I prefer not produce but read, being a better writer and author in general I'm stuck to other's blogs

Kevin Warhus

Interesting article. I think that women have a very influential role in social media. Of all the active users I know online I would have to say that a large majority of them are women. I am excited to see how their roles continue to develop down the road.

Yvonne DiVita

Elisa, thanks for the clarification. All the more reason we ladies can feel good about trusting each other. I find it so interesting that corporations and major media continue to try and convince us they're in control - just look at these numbers, kind of stuff.

Truth is - WE, the people, have always been in control and have always trusted each other. Social media just makes all of our opinions and thoughts more important now - because they have a wider audience.

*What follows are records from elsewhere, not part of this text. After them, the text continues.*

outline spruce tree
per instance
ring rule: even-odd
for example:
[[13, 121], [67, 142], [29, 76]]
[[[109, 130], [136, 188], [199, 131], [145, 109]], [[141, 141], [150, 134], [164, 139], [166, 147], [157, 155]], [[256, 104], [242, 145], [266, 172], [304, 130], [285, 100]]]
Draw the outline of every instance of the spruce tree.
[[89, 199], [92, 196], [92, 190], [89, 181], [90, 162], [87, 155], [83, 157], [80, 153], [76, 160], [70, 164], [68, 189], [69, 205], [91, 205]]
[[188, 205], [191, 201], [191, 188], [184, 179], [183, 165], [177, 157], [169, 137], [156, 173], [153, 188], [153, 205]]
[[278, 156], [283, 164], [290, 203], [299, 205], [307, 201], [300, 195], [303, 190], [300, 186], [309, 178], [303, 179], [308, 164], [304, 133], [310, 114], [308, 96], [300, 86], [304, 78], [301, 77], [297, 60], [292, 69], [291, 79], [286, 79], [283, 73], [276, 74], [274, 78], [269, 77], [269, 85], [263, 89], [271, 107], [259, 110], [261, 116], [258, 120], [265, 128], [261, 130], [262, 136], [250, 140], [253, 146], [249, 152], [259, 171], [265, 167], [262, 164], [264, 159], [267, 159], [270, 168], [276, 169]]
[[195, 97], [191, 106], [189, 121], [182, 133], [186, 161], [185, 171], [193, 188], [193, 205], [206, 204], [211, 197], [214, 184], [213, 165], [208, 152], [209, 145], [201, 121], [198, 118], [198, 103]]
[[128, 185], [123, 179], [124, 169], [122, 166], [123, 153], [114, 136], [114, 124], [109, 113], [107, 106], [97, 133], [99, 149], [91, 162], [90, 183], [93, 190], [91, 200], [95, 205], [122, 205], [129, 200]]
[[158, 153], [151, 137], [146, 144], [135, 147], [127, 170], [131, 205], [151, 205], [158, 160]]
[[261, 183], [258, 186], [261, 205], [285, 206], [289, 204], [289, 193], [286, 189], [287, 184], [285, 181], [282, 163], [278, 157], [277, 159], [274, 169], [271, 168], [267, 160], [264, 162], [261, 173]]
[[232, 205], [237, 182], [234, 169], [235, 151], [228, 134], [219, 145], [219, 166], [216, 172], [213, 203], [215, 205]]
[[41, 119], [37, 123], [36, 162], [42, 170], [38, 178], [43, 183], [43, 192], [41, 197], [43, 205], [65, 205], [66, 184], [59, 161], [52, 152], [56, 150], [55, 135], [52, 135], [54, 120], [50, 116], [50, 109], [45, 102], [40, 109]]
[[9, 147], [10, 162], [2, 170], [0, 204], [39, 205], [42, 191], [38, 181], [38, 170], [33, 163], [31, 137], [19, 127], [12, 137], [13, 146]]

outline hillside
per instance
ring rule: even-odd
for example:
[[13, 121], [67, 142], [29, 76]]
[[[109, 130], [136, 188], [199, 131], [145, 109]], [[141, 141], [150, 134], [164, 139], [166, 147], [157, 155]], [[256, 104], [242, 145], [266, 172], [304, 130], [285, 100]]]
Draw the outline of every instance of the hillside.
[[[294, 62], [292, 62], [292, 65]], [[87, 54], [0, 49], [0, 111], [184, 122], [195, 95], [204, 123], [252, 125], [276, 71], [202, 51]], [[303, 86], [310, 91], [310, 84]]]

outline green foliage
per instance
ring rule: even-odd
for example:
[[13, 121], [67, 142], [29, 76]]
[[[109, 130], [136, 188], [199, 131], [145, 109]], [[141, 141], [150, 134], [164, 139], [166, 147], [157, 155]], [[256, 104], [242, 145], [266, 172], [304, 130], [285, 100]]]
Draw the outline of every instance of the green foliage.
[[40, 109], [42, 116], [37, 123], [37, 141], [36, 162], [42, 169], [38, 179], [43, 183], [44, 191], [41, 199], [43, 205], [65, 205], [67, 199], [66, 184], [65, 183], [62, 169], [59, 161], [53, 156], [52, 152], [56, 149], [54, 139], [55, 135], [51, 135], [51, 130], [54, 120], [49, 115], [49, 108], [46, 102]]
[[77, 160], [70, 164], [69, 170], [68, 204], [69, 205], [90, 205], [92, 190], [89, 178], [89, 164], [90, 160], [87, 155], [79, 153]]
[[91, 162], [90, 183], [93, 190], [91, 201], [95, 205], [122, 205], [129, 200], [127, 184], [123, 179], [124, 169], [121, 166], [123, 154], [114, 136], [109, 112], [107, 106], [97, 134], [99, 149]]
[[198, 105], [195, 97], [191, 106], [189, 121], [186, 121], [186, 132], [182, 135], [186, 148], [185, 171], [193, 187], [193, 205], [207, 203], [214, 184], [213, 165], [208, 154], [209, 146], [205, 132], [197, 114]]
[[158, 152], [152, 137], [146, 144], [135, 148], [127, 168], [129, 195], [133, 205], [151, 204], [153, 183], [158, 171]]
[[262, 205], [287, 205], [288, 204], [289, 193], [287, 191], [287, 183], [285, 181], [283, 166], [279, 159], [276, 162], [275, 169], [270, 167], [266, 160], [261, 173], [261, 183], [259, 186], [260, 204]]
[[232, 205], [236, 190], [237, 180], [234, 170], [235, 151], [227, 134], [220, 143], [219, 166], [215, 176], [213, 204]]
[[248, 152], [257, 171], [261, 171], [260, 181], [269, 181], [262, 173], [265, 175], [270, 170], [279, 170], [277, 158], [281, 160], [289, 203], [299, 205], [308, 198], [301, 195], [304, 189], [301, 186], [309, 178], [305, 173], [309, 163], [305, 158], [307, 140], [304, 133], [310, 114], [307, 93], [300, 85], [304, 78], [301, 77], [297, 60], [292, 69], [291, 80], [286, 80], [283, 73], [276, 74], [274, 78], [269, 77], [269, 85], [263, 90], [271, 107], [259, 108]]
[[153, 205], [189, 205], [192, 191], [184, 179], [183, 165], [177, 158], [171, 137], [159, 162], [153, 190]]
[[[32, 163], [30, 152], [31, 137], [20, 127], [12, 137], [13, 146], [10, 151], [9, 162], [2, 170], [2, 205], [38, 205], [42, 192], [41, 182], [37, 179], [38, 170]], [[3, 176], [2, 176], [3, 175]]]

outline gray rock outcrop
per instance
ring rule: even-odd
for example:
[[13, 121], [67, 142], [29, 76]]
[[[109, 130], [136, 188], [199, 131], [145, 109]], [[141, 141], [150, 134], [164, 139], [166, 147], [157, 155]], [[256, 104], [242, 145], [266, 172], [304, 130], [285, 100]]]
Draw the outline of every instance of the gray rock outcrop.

Thank goodness for Blogher's studies. They get to the heart of things... in my brazen opinion.

Elisa Camahort Page

Thanks for the post, Yvonne. The issue with the Edelman Trust Barometer is in the methodology. Our four years of annual studies have consistently shown that you use what you trust and trust what you use. Those who rely mostly on traditional media for their information and entertainment trust traditional media more than social media. those who use social media actively trust social media more than traditional media.

Edelman's trust barometer specifically surveys only people who meet this criteria:
"college-educated; household income in the top quartile for their age in their country; read or watch business/news media at least several times a week; follow public policy issues in the news at least several times a week." (Source: http://www.edelman.com/trust/2011/uploads/2011%20Trust%20Barometer%20Methodology.pdf)

So, it's not too surprising that they don't track against the mainstream audience who has become totally social media immersed (78% of online adults now use social media actively).